Carbon’s Disrupt fund, will invest up to $10,000 per start-up for five per cent equity and give access to Carbon’s API, allowing investees to leverage Carbon’s growing customer base and innovative technology platform, to get to market faster. Acknowledging that its success was dependent on the growth of the tech ecosystem, Carbon expects the initiative to spark more collaboration and further investment that should drive growth across the ecosystem.
With this, Carbon is now accepting applications from companies with operations in Uganda, Kenya, Nigeria, Ghana, Cote d’Ivoire and Egypt.
Startups looking to apply for the fund must have a functioning product, post revenue and looking to operate in multiple countries. The fund has a wide investment mandate but target sectors include insurance, health, education which have not seen as much investment as the fintech space.
More than 50 per cent of startup funding on the continent in 2019 went to fintech firms1, despite the abundance of opportunities that exist in other sectors. Carbon’s Disrupt fund has been developed to tackle this head on, making it easier for entrepreneurs across all sectors to access the funds and get support they needed to establish their solutions and achieve their business objectives. The fund will also provide mentorship, access to Carbon’s customers and payment platform, as well as office space in Carbon’s Lagos offices.
Announcing the initiative, the CEO and co-Founder of Carbon, Chijioke Dozie, said: “Common investor wisdom is to stay in your market and dominate.
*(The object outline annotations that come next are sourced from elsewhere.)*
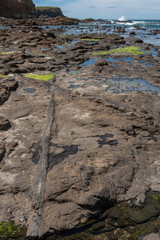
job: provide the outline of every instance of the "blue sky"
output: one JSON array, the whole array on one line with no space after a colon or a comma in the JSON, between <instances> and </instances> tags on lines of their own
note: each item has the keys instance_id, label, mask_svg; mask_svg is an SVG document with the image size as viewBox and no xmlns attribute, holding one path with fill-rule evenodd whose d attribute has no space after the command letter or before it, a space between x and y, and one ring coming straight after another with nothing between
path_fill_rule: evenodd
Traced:
<instances>
[{"instance_id":1,"label":"blue sky","mask_svg":"<svg viewBox=\"0 0 160 240\"><path fill-rule=\"evenodd\" d=\"M65 16L101 19L160 19L160 0L33 0L37 6L60 7Z\"/></svg>"}]
</instances>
This assumes that you are expanding on your own but we believe that by collaborating and partnering deliberately, Carbon and other tech companies can scale faster and build more enduring platforms.
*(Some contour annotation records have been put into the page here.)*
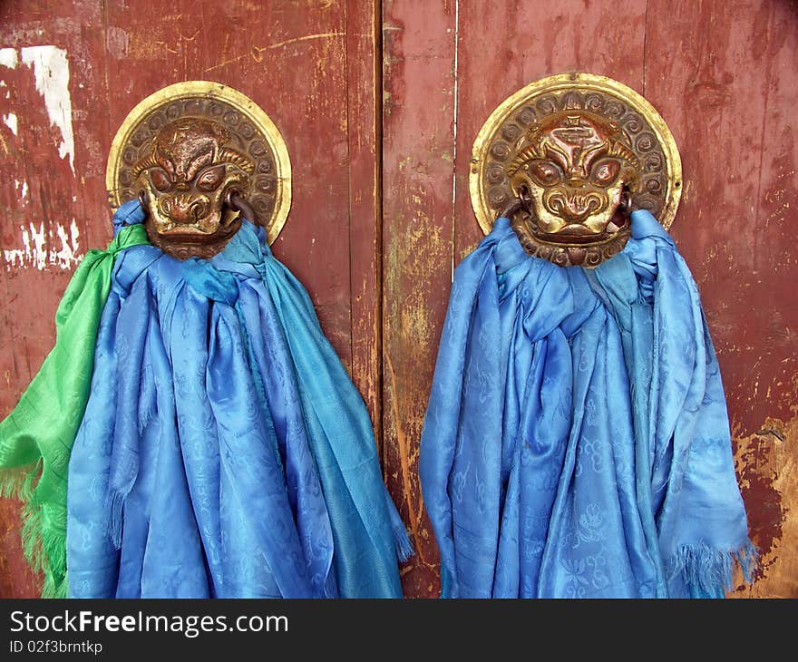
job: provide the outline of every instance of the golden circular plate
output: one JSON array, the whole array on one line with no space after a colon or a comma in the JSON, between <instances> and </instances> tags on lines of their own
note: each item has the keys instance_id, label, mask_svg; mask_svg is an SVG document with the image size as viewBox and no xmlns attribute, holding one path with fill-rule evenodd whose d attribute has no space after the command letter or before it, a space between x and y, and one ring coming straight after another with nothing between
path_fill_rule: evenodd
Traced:
<instances>
[{"instance_id":1,"label":"golden circular plate","mask_svg":"<svg viewBox=\"0 0 798 662\"><path fill-rule=\"evenodd\" d=\"M234 147L255 161L249 203L271 244L291 207L291 161L280 131L255 102L219 83L187 81L164 87L133 108L122 123L108 155L105 188L111 206L138 195L132 168L158 131L183 117L211 120L230 132Z\"/></svg>"},{"instance_id":2,"label":"golden circular plate","mask_svg":"<svg viewBox=\"0 0 798 662\"><path fill-rule=\"evenodd\" d=\"M669 228L682 194L682 161L665 121L622 83L591 73L560 73L510 96L477 134L469 188L482 231L491 231L499 212L515 198L507 167L524 135L545 117L569 110L602 115L622 129L641 163L640 190L633 202Z\"/></svg>"}]
</instances>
“There are many excellent companies across the continent looking for the kind of scale Nigeria offers and we are excited to partner with them to provide the support and financial investment they need.
“We are equally excited to expand beyond Nigeria and Kenya by working with a new generation of innovators across the continent and sharing our experience to tackle common obstacles to growth.”
Another Co-founder of Carbon, Ngozi Dozie, added: “The investing environment for early stage startups has improved in recent years. However, a key issue for most startups that has not been addressed is the cost of customer acquisition.
“A lot of money is spent on acquiring customers, mainly via social media, when a more collaborative approach among tech companies could be more efficient.
“Our fund will enable this collaboration, allowing others to market to our customer base and vice versa, a win-win for everyone.”